Pois, essas origens traziam consigo certa carga de crendices e costumes, absorvidos e respeitados como verdadeiros por todos.
O MOSCÃO VERDE
Quando entrava um moscão em nossas casas, aqueles grandes, esverdeados, que ficavam zumbindo por toda a casa e depois se arremetiam contra a vidraça, já sabíamos que iríamos receber alguma visita: um parente ou um amigo. Crendo nisso, os moradores já davam uma caprichada na limpeza, esperando alguém para o café da tarde. Naquele tempo as visitas não se anunciavam, pois não havia telefones; simplesmente apareciam e ficavam. E sabe que, às vezes, a mosca acertava!
O PAU-DE-BUGRE
Calma pessoal, eu explico: pau-de-bugre era uma árvore, não muito comum na região. Quem se aproximasse da dita cuja, mesmo que não tivesse um contato direto, adquiria uma alergia de pele uma "grossidão" e uma tremenda coceira. Para se evitar ser contaminado, quando passasse perto dessa árvore o sujeito tinha que cumprimentar o pau-de-bugre com a seguinte expressão: --"Boa tarde, Cumpadre", mesmo que fosse pela manhã, e isso era cumprido à risca, principalmente pelos caboclos.
A SUINDARA
Suindara é uma pequena coruja, muito comum na região, naquela época. Ela era temida pelos moradores, pois era considerada uma ave agourenta, que trazia a morte de algum morador da casa onde ela pousasse no telhado. Essa ave soltava um pio esganiçado, de arrepiar mesmo, ainda mais que acreditávamos na coisa. Não é preciso dizer que, sendo ela uma coruja, tinha hábitos noturnos e naquele silêncio que caracterizava as nossas noites, o grito era arrepiante.
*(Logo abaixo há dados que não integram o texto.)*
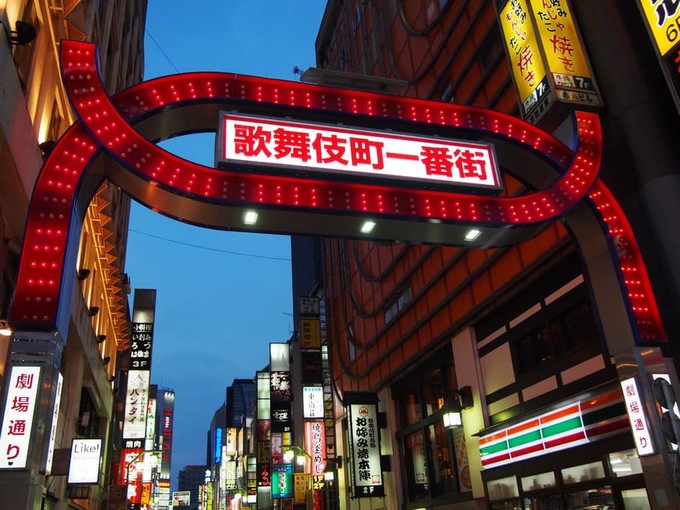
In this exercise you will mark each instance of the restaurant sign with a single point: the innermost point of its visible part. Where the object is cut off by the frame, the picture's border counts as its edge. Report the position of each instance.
(323, 151)
(549, 62)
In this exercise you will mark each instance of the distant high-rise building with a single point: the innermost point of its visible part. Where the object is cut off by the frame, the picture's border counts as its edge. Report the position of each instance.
(241, 397)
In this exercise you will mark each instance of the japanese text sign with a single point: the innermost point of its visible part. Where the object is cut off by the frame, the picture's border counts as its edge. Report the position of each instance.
(636, 414)
(55, 420)
(327, 150)
(142, 343)
(312, 402)
(521, 42)
(365, 451)
(282, 481)
(315, 445)
(547, 56)
(85, 461)
(18, 418)
(136, 404)
(564, 52)
(310, 333)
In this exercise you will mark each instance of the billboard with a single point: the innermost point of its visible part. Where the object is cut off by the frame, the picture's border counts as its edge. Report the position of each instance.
(17, 421)
(364, 445)
(548, 60)
(136, 404)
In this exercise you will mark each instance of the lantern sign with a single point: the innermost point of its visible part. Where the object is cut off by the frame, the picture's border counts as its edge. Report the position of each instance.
(17, 422)
(549, 63)
(324, 151)
(364, 445)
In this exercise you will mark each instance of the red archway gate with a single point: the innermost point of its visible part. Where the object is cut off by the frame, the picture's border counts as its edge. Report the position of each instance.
(115, 139)
(104, 144)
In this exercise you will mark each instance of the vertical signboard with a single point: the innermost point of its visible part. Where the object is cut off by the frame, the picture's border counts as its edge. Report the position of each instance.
(564, 53)
(263, 454)
(280, 387)
(312, 402)
(136, 404)
(528, 68)
(17, 421)
(53, 428)
(166, 414)
(636, 414)
(282, 481)
(549, 64)
(364, 445)
(139, 375)
(310, 333)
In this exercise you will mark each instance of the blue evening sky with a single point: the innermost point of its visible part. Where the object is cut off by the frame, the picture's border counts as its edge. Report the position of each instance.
(222, 297)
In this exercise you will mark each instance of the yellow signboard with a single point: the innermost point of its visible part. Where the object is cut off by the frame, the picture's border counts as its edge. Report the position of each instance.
(523, 49)
(663, 19)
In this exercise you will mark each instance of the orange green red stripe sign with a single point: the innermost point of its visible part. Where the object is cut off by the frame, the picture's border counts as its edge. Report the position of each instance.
(572, 425)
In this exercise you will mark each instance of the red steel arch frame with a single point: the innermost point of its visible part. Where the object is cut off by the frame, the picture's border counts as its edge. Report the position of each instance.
(70, 175)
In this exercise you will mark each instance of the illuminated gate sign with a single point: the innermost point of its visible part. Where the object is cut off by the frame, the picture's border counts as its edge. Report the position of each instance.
(329, 150)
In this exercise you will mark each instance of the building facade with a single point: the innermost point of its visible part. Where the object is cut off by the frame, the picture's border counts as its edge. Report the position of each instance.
(532, 331)
(34, 112)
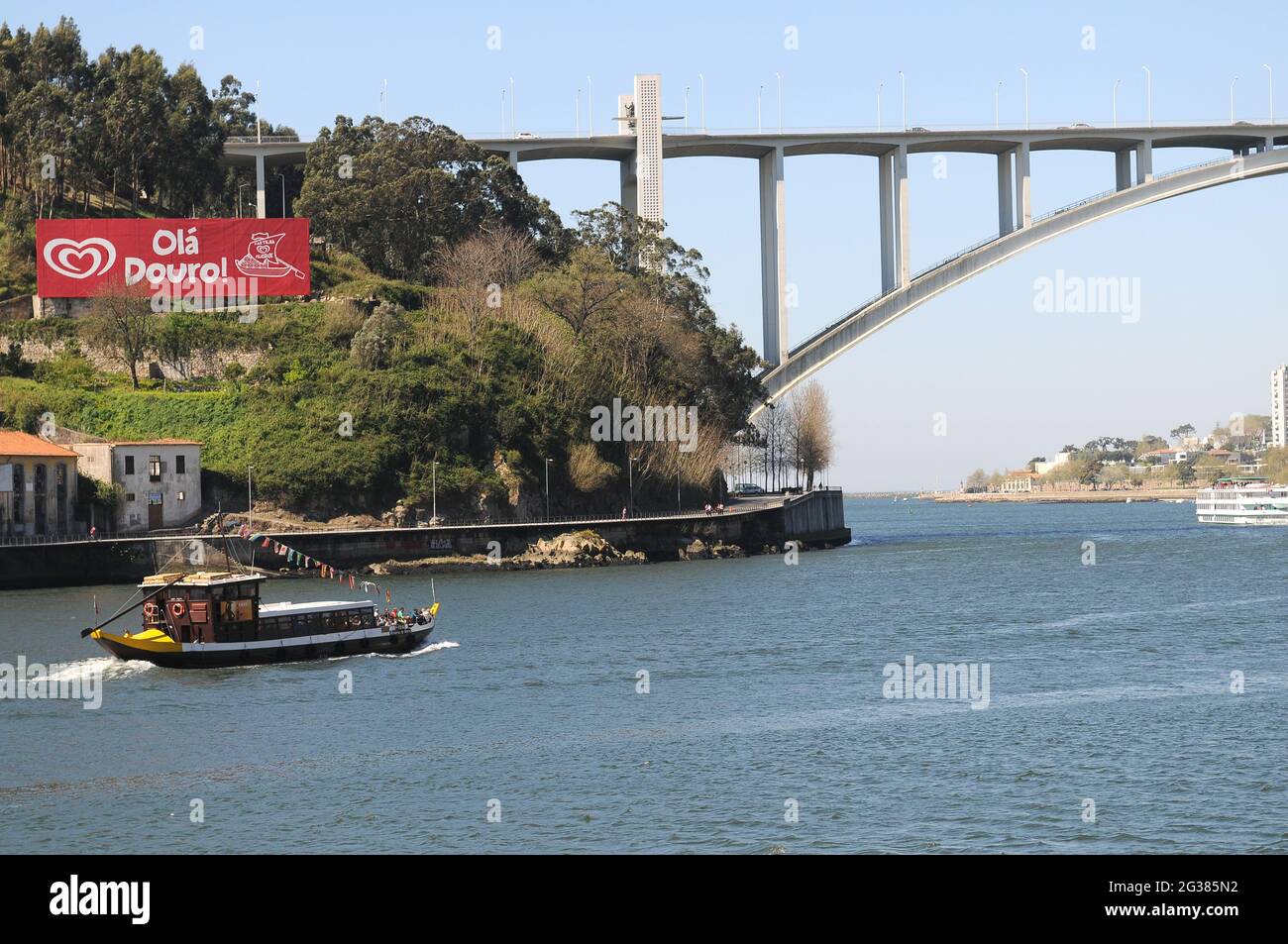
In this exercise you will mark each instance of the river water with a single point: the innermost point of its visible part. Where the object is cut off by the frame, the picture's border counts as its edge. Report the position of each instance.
(1111, 724)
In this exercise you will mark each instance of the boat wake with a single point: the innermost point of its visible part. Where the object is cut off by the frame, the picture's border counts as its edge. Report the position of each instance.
(104, 666)
(423, 651)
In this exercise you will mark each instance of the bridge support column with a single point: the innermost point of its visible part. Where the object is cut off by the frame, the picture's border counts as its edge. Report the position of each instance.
(1145, 161)
(261, 206)
(630, 184)
(773, 256)
(885, 185)
(901, 213)
(1122, 168)
(1005, 194)
(1022, 197)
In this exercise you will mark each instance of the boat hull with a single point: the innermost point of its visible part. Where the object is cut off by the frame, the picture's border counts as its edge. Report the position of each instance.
(227, 655)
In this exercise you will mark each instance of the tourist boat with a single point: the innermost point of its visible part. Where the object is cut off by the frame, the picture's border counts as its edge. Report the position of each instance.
(1241, 501)
(214, 620)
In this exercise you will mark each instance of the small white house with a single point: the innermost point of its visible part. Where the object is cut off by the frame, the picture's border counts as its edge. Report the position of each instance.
(160, 479)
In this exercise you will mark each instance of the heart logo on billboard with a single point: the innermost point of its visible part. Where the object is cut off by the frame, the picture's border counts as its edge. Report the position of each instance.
(84, 259)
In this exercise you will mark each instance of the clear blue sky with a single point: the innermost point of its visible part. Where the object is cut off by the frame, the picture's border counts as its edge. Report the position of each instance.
(1014, 382)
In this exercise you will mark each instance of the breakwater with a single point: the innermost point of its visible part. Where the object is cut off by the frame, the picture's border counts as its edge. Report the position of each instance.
(815, 519)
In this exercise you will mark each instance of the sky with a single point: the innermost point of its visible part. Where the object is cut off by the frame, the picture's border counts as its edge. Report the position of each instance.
(978, 377)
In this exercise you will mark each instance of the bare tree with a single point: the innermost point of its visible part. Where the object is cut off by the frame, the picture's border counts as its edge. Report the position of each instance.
(812, 426)
(121, 326)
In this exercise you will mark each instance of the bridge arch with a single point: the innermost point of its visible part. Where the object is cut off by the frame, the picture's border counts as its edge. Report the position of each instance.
(825, 346)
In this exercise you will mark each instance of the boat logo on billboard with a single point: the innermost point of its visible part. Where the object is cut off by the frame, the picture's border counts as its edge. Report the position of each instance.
(90, 257)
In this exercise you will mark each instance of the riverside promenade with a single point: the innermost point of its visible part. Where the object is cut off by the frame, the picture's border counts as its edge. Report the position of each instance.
(814, 518)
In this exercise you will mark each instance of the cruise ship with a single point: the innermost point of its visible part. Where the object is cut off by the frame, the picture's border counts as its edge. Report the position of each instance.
(1241, 501)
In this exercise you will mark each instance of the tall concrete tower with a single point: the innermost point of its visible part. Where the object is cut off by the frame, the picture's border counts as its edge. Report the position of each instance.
(1278, 420)
(640, 116)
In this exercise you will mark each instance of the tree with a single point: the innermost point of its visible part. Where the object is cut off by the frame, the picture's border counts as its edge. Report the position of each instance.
(121, 325)
(812, 425)
(977, 481)
(398, 194)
Outras crendices eram bem interessantes: deixar um sapato ou chinelo de sola para cima, durante a noite, podia trazer a morte para perto da família; cuspir em aranha secava a saliva; cuspir na cinza, também secava o cuspe; para curar uma conjuntivite ou uma coceira qualquer, usava-se um ramo de arruda, ainda úmido do orvalho da manhã. O "curandeiro" fazia umas rezas mais ou menos assim:- "Em nome de Jesuis, te benzo e te curo..." e tocava o olho do doente com o raminho. Daí, a piazada, pegando essa dica fazia troça, dizendo o seguinte: -"Te benzo e te curo, com bosta de burro"...
Nessa época havia alguns costumes bem interessantes, trazidos, talvez, da Europa. Um deles era roubar portões na noite de sábado de Aleluia. Como todos moravam em casas e essas possuíam cercas de ripas de madeira, sempre tinham um portão de entrada. Geralmente esses portões eram assentados sobre gonzos e não tinham fechaduras, somente uma tranca. Pois, no sábado de Aleluia, o pessoal ficava vigilante, senão teria que, pela manhã, buscar o seu portão a algumas centenas de metros. Outro costume bastante apreciado pela gurizada era o de fazer caveiras de abóboras, onde se colocava uma vela dentro e a mesma era deixada num barranco, em um local de difícil acesso. Quando se é pequeno, numa noite bem escura de inverno, uma visão dessas era um tanto aterradora. Mas, o costume mais apreciado por nós era o de dar "Boas Entradas de Ano Novo" ou "Feliz Ano Novo" "frohesneujahr," "prosit neujahr" ou "frohes neues jahr" (leia-se: froshnóia, proshtnóiar" em alemão,) Funcionava assim: no dia primeiro do ano, pela manhã, a gurizada ia de casa em casa, batia palmas para chamar o morador e quando este aparecia, fingindo surpresa, o bandinho tascava: "Boas entradas de ano novo!!! O costume mandava que o morador desse alguns tostões ou alguma guloseima, geralmente umas bolachinhas caseiras, para os "bacurinhos", entre seis e sete anos.